Few people can say they have walked in the footsteps of the world’s most powerful drug lord, even less can say they rode in his tracks.
But today we were granted the first exclusive look inside Joaquin ‘El Chapo’ Guzman’s secret mile-long tunnel in which he fled to freedom on a specially designed motorbike.
As he becomes installed – again – as one of the world’s most wanted men, we were taken deep beneath the Santa Juana soil by Mexico’s attorney general’s office.
As authorities still remain clueless as to the whereabouts of the billionaire head of the powerful Sinaloa Cartel – despite offering a £2.4 million reward for his capture – we were shown just how the most audacious jail break in history was carried out.
From the dirt road leading up to the house where the tunnel was dug, its looks like any of the homes in the area occupied by poor local farmers.
But behind its unassuming facade it hid a highly trained team of mining engineers who tunnelled their way for more than a mile to within the exact point their boss showered each day in the Altiplano prison – 55 miles west of Mexico City.
The breeze block home, which authorities have said was not lived in, provided the perfect cover in which to dig out more 3,250 tonnes of earth – an amount so huge it would have required 379 dump trucks to transport.
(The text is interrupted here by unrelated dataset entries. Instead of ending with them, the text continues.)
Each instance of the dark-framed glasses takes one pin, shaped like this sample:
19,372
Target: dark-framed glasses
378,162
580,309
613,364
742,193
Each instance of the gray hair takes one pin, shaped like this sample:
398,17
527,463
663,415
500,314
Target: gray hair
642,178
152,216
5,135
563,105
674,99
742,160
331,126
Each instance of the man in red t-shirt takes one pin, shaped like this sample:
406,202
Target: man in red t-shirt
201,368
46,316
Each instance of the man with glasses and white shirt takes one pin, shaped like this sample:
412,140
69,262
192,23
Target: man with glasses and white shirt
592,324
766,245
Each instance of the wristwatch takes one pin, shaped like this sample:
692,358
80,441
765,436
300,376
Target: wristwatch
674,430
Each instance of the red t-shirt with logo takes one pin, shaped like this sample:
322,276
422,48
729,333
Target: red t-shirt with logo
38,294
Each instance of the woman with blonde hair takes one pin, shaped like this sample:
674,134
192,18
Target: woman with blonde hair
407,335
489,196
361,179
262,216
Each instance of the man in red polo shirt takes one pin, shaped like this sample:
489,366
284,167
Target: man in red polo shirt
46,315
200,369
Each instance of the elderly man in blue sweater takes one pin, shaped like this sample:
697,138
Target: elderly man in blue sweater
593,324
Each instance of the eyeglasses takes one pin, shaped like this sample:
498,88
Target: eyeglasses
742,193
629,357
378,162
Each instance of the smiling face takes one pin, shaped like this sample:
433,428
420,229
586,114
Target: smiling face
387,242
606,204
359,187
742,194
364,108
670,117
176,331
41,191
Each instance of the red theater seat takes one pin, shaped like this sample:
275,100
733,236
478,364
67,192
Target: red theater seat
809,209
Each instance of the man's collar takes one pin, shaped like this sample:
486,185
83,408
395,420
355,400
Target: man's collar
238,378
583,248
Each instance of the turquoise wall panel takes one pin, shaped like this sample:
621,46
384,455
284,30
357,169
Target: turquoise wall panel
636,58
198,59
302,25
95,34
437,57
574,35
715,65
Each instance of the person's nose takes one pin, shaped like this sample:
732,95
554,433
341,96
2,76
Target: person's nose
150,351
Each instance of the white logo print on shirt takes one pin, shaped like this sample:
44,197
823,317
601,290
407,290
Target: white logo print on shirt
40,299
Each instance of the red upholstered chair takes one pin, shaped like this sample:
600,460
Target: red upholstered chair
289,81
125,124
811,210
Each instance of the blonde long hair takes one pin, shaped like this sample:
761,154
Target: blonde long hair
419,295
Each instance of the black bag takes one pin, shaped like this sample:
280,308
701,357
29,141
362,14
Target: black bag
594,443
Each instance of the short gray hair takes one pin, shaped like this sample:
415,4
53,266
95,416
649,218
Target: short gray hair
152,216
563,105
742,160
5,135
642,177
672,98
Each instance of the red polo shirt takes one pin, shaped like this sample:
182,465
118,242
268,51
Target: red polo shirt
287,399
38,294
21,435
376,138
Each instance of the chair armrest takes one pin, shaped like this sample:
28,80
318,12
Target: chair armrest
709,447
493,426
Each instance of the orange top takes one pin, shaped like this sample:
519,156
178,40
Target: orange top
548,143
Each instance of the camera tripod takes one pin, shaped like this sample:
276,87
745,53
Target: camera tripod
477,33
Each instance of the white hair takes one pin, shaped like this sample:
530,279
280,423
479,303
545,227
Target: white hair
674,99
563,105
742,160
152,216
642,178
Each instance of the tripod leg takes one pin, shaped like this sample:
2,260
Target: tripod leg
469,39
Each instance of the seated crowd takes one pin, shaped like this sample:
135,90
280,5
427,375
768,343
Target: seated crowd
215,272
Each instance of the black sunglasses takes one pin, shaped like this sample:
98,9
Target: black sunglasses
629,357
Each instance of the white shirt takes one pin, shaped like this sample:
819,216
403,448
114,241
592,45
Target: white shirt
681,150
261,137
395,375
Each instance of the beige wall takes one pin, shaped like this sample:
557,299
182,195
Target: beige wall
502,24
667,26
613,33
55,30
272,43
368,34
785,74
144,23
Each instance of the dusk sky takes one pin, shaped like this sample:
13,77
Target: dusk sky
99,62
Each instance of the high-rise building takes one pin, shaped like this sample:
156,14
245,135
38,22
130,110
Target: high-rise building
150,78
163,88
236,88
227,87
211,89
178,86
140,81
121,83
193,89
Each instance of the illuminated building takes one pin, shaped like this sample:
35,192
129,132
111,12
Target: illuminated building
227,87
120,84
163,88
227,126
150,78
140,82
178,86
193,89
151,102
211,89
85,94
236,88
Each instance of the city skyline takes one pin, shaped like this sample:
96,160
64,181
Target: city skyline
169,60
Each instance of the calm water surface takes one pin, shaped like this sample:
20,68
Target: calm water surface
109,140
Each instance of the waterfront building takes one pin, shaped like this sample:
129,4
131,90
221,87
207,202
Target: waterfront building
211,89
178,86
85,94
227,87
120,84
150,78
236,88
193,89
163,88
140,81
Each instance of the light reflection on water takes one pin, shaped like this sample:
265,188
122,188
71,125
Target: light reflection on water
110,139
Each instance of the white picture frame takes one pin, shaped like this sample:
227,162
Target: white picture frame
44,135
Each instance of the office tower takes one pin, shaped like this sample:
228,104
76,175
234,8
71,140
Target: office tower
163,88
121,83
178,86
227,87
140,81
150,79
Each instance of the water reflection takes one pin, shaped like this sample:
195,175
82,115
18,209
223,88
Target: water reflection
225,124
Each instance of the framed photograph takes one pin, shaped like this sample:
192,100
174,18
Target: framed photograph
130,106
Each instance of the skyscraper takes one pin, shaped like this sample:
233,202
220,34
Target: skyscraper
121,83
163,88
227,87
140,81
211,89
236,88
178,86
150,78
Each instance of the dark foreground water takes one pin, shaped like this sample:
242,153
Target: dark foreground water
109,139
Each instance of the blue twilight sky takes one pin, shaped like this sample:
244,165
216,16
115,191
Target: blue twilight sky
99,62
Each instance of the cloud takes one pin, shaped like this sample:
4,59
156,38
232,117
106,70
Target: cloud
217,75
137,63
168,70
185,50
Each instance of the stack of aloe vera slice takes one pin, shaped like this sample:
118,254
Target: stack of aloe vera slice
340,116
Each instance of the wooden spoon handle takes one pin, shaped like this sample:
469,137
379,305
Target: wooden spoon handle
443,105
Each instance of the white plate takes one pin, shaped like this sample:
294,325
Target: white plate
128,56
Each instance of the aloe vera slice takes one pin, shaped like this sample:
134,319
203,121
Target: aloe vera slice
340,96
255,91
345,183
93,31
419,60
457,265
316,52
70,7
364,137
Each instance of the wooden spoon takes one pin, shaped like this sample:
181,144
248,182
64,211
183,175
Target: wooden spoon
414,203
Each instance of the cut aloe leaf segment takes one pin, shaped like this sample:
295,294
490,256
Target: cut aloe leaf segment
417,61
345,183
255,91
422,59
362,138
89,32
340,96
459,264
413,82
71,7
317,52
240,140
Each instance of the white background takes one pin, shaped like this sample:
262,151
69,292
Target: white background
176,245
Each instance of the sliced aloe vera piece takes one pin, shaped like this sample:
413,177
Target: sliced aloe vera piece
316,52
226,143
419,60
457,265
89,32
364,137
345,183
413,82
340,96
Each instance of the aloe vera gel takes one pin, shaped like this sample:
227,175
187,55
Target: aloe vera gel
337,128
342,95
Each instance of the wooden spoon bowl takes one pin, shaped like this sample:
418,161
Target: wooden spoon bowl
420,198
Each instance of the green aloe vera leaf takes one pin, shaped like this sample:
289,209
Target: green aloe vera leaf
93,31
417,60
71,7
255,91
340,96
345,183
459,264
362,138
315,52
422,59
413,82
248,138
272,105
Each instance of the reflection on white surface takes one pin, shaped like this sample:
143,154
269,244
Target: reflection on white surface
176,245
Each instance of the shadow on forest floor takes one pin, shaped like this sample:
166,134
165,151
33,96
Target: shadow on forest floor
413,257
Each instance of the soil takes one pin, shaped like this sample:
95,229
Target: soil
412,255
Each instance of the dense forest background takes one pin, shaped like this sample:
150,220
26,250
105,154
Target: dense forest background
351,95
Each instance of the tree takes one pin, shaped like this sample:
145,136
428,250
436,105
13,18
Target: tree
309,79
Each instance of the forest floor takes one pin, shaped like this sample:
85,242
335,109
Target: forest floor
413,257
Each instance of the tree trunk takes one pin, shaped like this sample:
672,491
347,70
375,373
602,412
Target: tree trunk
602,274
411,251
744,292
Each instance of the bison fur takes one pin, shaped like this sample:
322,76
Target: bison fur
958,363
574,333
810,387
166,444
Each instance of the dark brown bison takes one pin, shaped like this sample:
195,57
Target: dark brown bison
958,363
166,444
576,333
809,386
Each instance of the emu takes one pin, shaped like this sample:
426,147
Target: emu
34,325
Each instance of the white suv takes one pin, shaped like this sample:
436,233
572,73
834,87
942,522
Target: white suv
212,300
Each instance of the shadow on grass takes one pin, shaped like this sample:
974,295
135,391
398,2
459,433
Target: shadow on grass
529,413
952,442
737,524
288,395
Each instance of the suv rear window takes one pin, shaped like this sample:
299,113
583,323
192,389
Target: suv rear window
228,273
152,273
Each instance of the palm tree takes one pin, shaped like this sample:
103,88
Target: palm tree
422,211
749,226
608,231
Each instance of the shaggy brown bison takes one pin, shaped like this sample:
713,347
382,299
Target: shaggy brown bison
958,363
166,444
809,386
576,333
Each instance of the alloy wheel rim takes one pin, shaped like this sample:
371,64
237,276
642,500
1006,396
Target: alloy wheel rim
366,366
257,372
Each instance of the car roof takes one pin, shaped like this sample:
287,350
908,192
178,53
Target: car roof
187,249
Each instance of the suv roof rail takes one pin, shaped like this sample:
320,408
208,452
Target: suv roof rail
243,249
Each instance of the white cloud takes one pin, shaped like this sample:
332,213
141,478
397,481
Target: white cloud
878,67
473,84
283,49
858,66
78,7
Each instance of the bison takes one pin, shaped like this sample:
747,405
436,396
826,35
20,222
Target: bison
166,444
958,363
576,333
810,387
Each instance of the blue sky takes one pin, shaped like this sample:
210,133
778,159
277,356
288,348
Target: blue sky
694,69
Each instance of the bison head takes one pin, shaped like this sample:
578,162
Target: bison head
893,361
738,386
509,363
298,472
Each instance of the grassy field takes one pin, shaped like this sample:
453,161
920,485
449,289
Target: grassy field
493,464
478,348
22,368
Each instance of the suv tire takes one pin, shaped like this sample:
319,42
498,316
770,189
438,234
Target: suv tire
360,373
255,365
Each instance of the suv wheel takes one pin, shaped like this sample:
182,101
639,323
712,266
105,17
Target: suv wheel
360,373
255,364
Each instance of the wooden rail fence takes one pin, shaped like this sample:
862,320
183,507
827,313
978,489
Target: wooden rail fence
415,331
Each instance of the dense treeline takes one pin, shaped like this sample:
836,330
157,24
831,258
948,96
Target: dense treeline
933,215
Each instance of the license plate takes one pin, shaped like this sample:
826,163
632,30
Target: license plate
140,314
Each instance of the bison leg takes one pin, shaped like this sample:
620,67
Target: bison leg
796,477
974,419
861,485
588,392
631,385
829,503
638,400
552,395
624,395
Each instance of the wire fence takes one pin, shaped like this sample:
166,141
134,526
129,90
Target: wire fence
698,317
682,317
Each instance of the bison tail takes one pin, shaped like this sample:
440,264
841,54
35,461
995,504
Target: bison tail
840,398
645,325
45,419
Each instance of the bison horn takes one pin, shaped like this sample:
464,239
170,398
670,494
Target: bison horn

The only sign any mining may have taken place is the height of the soil within the three acre compound.
It clearly sits much higher than the surrounding land hidden by a crooked cinder block wall, one of the first things built by the miners.
The tunnellers’ planning was incredibly meticulous – as even the armed police now at the compound admitted.
“Genio, genio,” is all they could say. The men, who worked tirelessly for more than a year, would have needed blueprints and maps while plotting such things as knowing where the tunnel entrance should be to be beyond the view of security cameras at what was believed to be Mexico’s toughest prison.
The enormity of the operation to free the 46-year-old can only been appreciated at the ramshackle farmhouse where underneath the tunnel began and from where Guzman was walked into a waiting SUV – possibly never to be seen again.
Making your way in to the cinder block barn that hid their work, many of the tools used to spring their boss free still lie place – as well as the empty bottles of water to hydrate them as they toiled away.
Huge industrial grinders, drills and diggings tools are still scattered around the sand like floor, which, as more than a feet in depth, helped muffle the noise of the work being carried out underneath.
The teams of engineers who dug the getaway for more than a year were also aided by the huge construction operation surrounding the area as heavy duty vehicles came and went.
It is an innocuous house but when that is now guard day and night by heavily armed Mexican military.
After squeezing into the tiny opening and descending 10ft, an underground bunker opens up were to the tunnellers kept their generator, oxygen supplies, winches and mining tools.
A few feet further however lies their real genius.
Accessed only by a makeshift, although solid, ladder down in to the dark, it appears like a never-ending black hole.
But after climbing down a 32ft shaft at the bottom the enormity of the narrow tunnel can be seen for the first time as it disappears into the distance and towards the now infamous Altiplano prison.
Although the feeling inside the tunnel is claustrophobic, the level of sophistication used by the engineers to provide oxygen and lighting is like any commercial mine.
As 6ft 2ins I had to crouch to avoid hitting my head, but I was allowed to walk as far as I wanted into the tunnel but stopped short of going all the way to the prison.
The floor had clearly been levelled to allow the rails to be made for the motorbike but what was also visible was the system they had in place to remove the earth.
It appeared modelled on the system known to millions from the war film Great Escape – but unlike many in the movie who were captured, there is little hope of finding Guzman again.